August 4, 2001

vehicular misfortune

The city towed my car.

I take my eyes off it for six lousy weeks and they tow it. Unreal. I haven't called to check how much I owe in parking tickets, but since I was illegally parked for at least four street-cleaning days, I'd say I'm well overdue for a ticket-paying sweep.

The area where I left the car is now under road construction, or, more accurately, destruction. The city probably towed a lot of cars from that two-block stretch of road. When I walked by today, there was a trench in the road about three feet wide and twenty feet long. It looked about three feet deep, too, judging by the workers standing in it. This city is under perpetual construction.

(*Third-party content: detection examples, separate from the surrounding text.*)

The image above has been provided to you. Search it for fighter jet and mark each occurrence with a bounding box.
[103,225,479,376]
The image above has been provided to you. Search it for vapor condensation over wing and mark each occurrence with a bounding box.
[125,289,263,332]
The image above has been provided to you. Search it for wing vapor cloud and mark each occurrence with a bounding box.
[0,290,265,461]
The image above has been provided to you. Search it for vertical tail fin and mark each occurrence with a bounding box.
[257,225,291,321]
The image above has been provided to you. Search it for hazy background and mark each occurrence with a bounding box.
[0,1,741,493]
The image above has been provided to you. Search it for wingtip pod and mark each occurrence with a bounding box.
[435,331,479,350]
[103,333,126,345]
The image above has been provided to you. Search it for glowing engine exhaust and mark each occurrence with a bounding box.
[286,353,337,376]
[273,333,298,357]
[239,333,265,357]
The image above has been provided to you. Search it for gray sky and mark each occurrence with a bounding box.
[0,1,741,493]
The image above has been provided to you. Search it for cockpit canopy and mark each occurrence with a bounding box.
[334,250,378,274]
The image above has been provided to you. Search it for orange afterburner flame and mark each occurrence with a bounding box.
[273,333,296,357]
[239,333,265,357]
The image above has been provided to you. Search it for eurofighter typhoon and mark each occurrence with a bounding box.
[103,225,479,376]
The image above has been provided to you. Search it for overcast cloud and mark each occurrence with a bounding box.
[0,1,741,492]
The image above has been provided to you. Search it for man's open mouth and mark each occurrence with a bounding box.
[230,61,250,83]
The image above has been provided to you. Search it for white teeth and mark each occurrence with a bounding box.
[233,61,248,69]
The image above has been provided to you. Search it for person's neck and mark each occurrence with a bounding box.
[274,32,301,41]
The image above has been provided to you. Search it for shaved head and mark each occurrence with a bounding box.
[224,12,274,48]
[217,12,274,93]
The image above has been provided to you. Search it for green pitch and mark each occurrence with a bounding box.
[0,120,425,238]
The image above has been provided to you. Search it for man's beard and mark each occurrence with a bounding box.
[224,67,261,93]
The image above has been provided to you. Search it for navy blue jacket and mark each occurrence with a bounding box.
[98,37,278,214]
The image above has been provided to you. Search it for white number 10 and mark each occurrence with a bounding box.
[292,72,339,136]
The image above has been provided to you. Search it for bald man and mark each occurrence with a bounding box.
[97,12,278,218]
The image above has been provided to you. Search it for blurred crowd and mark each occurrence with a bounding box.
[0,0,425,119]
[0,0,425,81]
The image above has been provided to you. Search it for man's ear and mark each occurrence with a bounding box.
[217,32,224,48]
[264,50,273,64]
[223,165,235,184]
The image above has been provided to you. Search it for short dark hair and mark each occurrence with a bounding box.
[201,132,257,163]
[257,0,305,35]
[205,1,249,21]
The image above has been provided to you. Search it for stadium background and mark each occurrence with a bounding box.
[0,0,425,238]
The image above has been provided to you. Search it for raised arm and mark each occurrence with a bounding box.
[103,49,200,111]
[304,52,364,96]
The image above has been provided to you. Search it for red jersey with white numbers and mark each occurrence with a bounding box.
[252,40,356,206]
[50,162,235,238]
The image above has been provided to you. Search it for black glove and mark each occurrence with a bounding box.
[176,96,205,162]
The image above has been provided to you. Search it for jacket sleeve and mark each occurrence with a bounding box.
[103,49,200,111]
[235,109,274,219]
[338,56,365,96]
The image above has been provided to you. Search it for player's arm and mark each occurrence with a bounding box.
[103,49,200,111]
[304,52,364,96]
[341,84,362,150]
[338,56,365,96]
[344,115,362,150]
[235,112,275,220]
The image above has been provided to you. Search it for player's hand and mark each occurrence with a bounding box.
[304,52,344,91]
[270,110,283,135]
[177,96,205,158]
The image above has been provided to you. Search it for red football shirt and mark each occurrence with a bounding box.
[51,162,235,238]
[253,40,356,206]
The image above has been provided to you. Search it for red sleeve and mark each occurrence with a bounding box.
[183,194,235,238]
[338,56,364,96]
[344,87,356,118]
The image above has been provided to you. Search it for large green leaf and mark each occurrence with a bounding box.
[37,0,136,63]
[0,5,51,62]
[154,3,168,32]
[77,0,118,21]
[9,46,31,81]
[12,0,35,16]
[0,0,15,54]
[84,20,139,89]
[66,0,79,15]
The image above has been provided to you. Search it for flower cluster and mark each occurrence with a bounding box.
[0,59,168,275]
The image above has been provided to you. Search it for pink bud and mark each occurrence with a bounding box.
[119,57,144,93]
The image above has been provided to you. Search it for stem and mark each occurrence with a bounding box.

I'm not particularly aggravated because if you keep a car in Boston, sooner or later it'll get towed. I'm surprised I made it several years between towings this time. The tow lot is fairly convenient and it's open 24 hours most of the week. And they take credit cards. Grab a cab to the tow lot, swipe your card, drive out. Minimal pain.

The only hitch in this plan is the remote possibility that the car got booted before it got towed. The Denver boot is a nasty bright yellow device which clamps onto one wheel of your car and renders it immobile (except via flatbed tow truck). The boot can only be removed by one of the Transportation Department guys who put it on. The catch is that you have to show up at City Hall in person to pay the fine before they'll unboot it.

I'm hoping, fervently, that this is not the case with my car.

Generally, they only boot for the most egregious pile-up of parking fines, like $500 worth of outstanding tickets. I'm inclined to think that mine was towed for the road work and not for the fines. So I should be safe. I hope.

The plan at the moment is to split for Maine on Sunday, Boston Transportation Department willing. My cousin has a big place on a lake in western Maine, and a large group of family tends to congregate there in August. I need a few days out of the city, a few days of paddling around the lake in a kayak and eating terrific food cooked by my cousin's chefs and drifting off to sleep at night to the sounds of the loons on the lake and the waves slapping gently against the breakwater. A few days of pine-scented air and beach-sandy feet and no phones.

But it's all contingent on the car. I'm keeping my fingers crossed.